Oczekiwania były duże – w zapowiedziach producenci zapowiadali filmowy szlagier na miarę “Przeminęło z wiatrem” lat 70 i triumfalny powrót Beatlemanii. Wkrótce po premierze musieli jednak przełknąć te słowa z domieszką papryczki chilli podlanej sosem tabasco. Tak się bowiem stało, że zamiast nowego superdania dla każdej rodziny, opartego na sprawdzonej recepturze zaserwowali światu flaki sojowe okraszone słodzikiem. Z grubsza wyglądało to mniej więcej tak:

A momentami nawet tak (to nie Bogdan Smoleń, to naprawdę Alice Cooper):

Ogólnie jednak były gwiazdy, klasyczny temat i fanfaronada! Nic dziwnego, że jeszcze przed premierą zebrano pokaźną liczbę zamówień na soundtrack z musicalu. Po konsumpcji nastąpiła, niestety, epidemia – konwulsje, zatrucie, zgaga i w efekcie fala zwrotów zbliżona niebezpiecznie do ilości aplikacji. W efekcie przez następne lata płyta była łatwa do wygrzebania w koszach z okazjami za symbolicznego dolara, szczególnie w ich kątach okrytych grubszą warstwą kurzu.

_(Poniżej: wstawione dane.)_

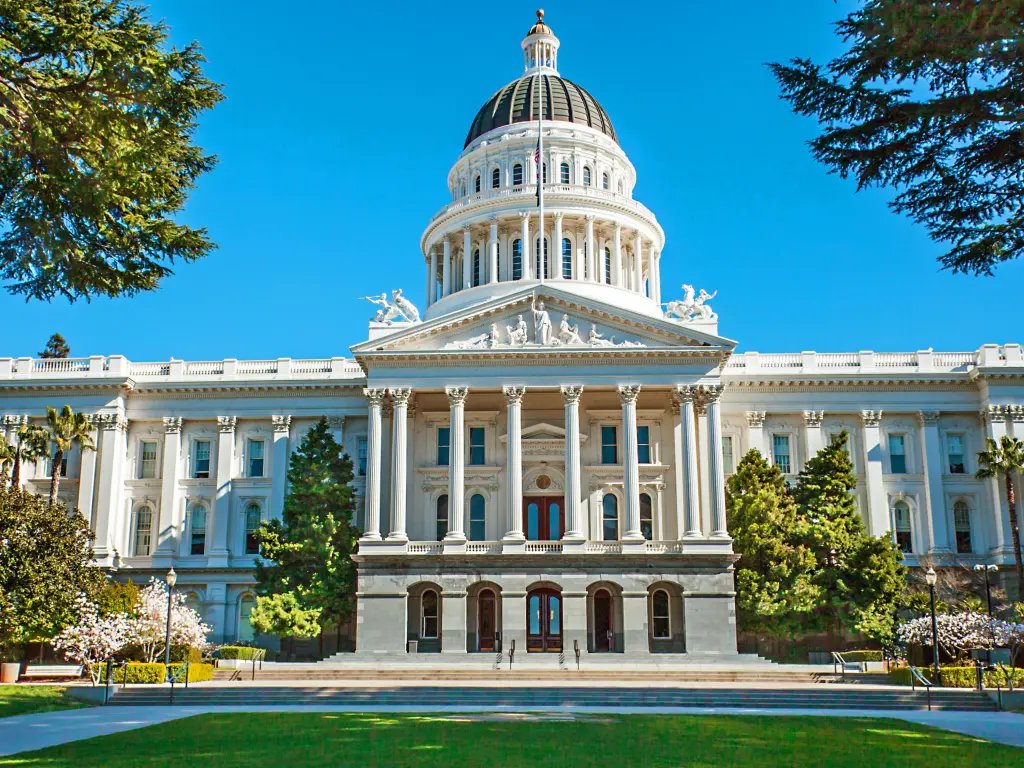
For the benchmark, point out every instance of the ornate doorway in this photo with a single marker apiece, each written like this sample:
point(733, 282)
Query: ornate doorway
point(544, 622)
point(544, 517)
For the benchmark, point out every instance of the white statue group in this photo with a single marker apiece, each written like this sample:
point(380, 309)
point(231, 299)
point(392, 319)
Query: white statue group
point(691, 307)
point(398, 308)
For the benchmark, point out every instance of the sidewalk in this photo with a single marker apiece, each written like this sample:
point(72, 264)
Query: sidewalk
point(28, 732)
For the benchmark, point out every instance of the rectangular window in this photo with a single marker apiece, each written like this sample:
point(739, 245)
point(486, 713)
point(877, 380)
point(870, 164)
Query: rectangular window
point(897, 455)
point(643, 444)
point(443, 445)
point(147, 461)
point(201, 459)
point(954, 445)
point(609, 445)
point(254, 452)
point(780, 451)
point(360, 456)
point(476, 445)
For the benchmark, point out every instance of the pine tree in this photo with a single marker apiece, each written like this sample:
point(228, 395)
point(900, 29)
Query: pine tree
point(310, 547)
point(774, 588)
point(860, 578)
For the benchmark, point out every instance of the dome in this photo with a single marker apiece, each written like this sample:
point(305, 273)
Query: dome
point(517, 102)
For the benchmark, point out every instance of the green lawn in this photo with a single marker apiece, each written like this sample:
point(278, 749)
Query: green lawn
point(315, 739)
point(26, 699)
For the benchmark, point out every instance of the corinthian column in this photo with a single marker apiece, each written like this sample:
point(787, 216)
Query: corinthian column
point(376, 399)
point(399, 457)
point(457, 464)
point(631, 480)
point(570, 396)
point(513, 528)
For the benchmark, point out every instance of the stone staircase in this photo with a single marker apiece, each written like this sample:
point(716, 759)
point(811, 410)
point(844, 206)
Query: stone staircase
point(824, 697)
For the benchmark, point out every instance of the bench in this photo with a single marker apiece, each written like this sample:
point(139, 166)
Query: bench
point(47, 671)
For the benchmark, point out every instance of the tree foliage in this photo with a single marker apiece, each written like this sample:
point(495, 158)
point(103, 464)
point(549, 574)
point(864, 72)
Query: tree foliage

Co właściwie było przyczyną tej wtopy? Przecież nie śpiewali amatorzy (czytaj aktorzy), tylko artyści, którzy w dodatku mają swe miejsce w historii muzyki. No właśnie. Może to? Czy nie chęć zmierzenia się z legendą wpłynęła na ambicjonalne, w większości chybione nadinterpretacje?

Świadomie użyłem terminu “w większości”, bo nie jest w końcu tak, że wszystko z tego albumu można ot tak sobie zwymiotować. Pozostało przyzwoite “Come Together” w wykonaniu Aerosmith i “Got To Get You Into My Life” Earth Wind and Fire. Te zespoły nie starały wydobyć się z oryginału więcej cukru w cukrze, niż cukru który zawierał (tak jak Bee Gees). Zagrali Beatlesów po prostu w swoim stylu. Obydwa wykonania odniosły zresztą umiarkowany singlowy sukces.

Wracając do Bee Gees, kilka lat później bracia Gibb spuścili głowy i przyznali jak było. Oto już w początkowym etapie produkcji chcieli się z tego wycofać. Jak się okazuje wcale nie czuli tego pieprzowego bluesa lat 70′ najlepiej. Producenci zdołali ich jednak przekonać. No i masz babo klocek…

Abbie w 2008 roku nadinterpretacja nie grozi. Nie dlatego, że to bardzo proste piosenki, idealnie funkcjonujące w aktorskim karaoke. Powodem jest to, że wykonawcy musicalu skupiają się głównie (z różnym skutkiem) na niefałszowaniu.

Inna sprawa, że kilkadziesiąt lat po zniknięciu Szwedów ze sceny publika jest za nimi stęskniona. Na balangach czterdziestolatków Abba cały czas rządzi, a Madonna robi sporą kasę na wmontowaniu w “Hung Up” sampla z “Gimme Gimme Gimme”. Dzięki temu Bjorn i Benny dorobią nieźle do emerytury a producenci Mamma Mia fali zwrotów bać się nie muszą. Odrobili lekcję sprzed trzydziestu lat. Zrozumieli, że jeśli nie robi się musicalu opartego na oryginalnych dźwiękach, to trzeba bardzo uważać podczas castingu.

Btw – nie jestem specjalnym fanem The Beatles czy Abby. Nie brzydzę się też Bee Geesami. Generalnie kręci mnie Kyuss, King’s X czy Mars Volta. Tyle że z ich pokłosiem nikt nigdy nie zrobi musicalu, który mógłbym molestować.